2011年2月13日日曜日

ノーノとベートーヴェン

  1. ルイジ・ノーノ:カンタータ「断ち切られた歌」(ロシア初演)
  2. ルートヴィヒ・ヴァン・ベートーヴェン:交響曲第7番イ長調 作品92
イラン・ヴォルコフ指揮、サンクトペテルブルグ・フィルハーモニー交響楽団ほか
2月13日 フィルハーモニー大ホール 19:00~

昨年の3月、ヘルシンキで聞いたイラン・ヴォルコフ。ものすごくきれいな棒を振る人で、その指揮姿が目に焼き付いている。今回、その印象が間違っていなかったことを確認した。指揮のお手本のような振り方で、棒の先が綺麗な線を描く。しかも決して大げさな身振りをしない。このテクニックは武器になる。

ただ今日のプログラムは、一体何を意図しているのか?ヘルシンキでヴォルコフと会食した際、「ペテルブルグから来ました」という話をしたら、「来年の2月、ペテルブルグでノーノを振るんだよ。なんでロシアでノーノなんだ(苦笑)」とこぼしていた。ということはヴォルコフが選んだプログラムではないのか。
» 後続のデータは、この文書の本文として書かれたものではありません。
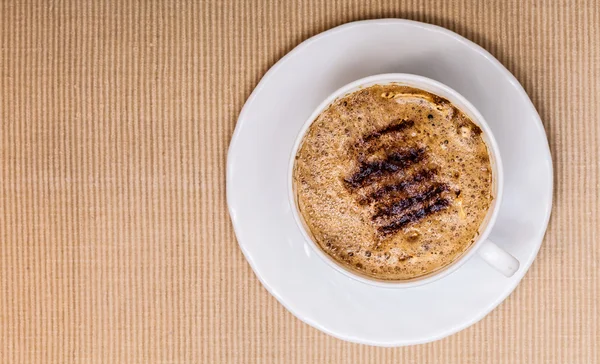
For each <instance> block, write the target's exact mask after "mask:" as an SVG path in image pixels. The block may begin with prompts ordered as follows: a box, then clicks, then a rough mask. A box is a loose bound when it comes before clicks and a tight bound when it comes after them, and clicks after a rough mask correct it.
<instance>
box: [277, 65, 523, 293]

しかも一緒にやるのがベートーヴェンって…。

予想通り、オケがノーノの書法に戸惑っているのは明らか。新ウィーン楽派ですら崩壊しかかるのに、ノーノなんてほとんど未知の音楽だろう。でもそう考えると、ヴォルコフがひとまず音楽の形を整えるのに成功したことは、実はすごいことなのかもしれない。フィンランドのオケとか日本のオケなら、もっと完成度の高い演奏になっただろうけど、どんな曲かは十分知ることはできた。

のちのノーノの音響空間を先取りするような響きも聞かれるし、ウェーベルンの延長のようにも聞こえる。トランペット5本、ティンパニ2対、独唱者3人に混声合唱という大編成にもかかわらず、音楽は基本的に静粛の世界。聞いて決して心地よいものではなく、不安になってくる。でもその不安を共有することこそ、重要なのだろう。音楽を通じて突きつけられる「現実」。積極的に聞きたくなる音楽ではない。でも聞いて損したとは全然思わなかった。こういう「芸術」のあり方も必要だと思う。

演奏後、周りのお客さんたちが、「理解できない」「音楽とは思えない」と言っていた。正直な感想だと思う。間違っていない。それにしても、共産主義に理想を見出したノーノの代表作の1つが、作曲後半世紀以上経ってやっとロシア(本当は共産主義の総本山になるはずだった国)でも初演され、でもなかなか受け入れてもらえないという皮肉。

休憩後にベートーヴェンが演奏されたが、やはりノーノのあとに聞くとホッとする(笑)。でも演奏自体は、もうちょっと弦楽器が鳴ってほしいと思った。古楽奏法ではないのだから、ある程度の「重厚さ」が欲しい。マリインスキーのオケにしてもそうだが、ファースト・ヴァイオリンだけで6プルト、あるいは7プルトあるのに、なんでこんな薄い音しか鳴らないの、と思うときがある。録音だとごまかしがきくが、生で聞くと顕著。

終演後、楽屋にヴォルコフを訪ねてみると、去年ヘルシンキで会ったことを覚えてくれていた。素直に嬉しかった。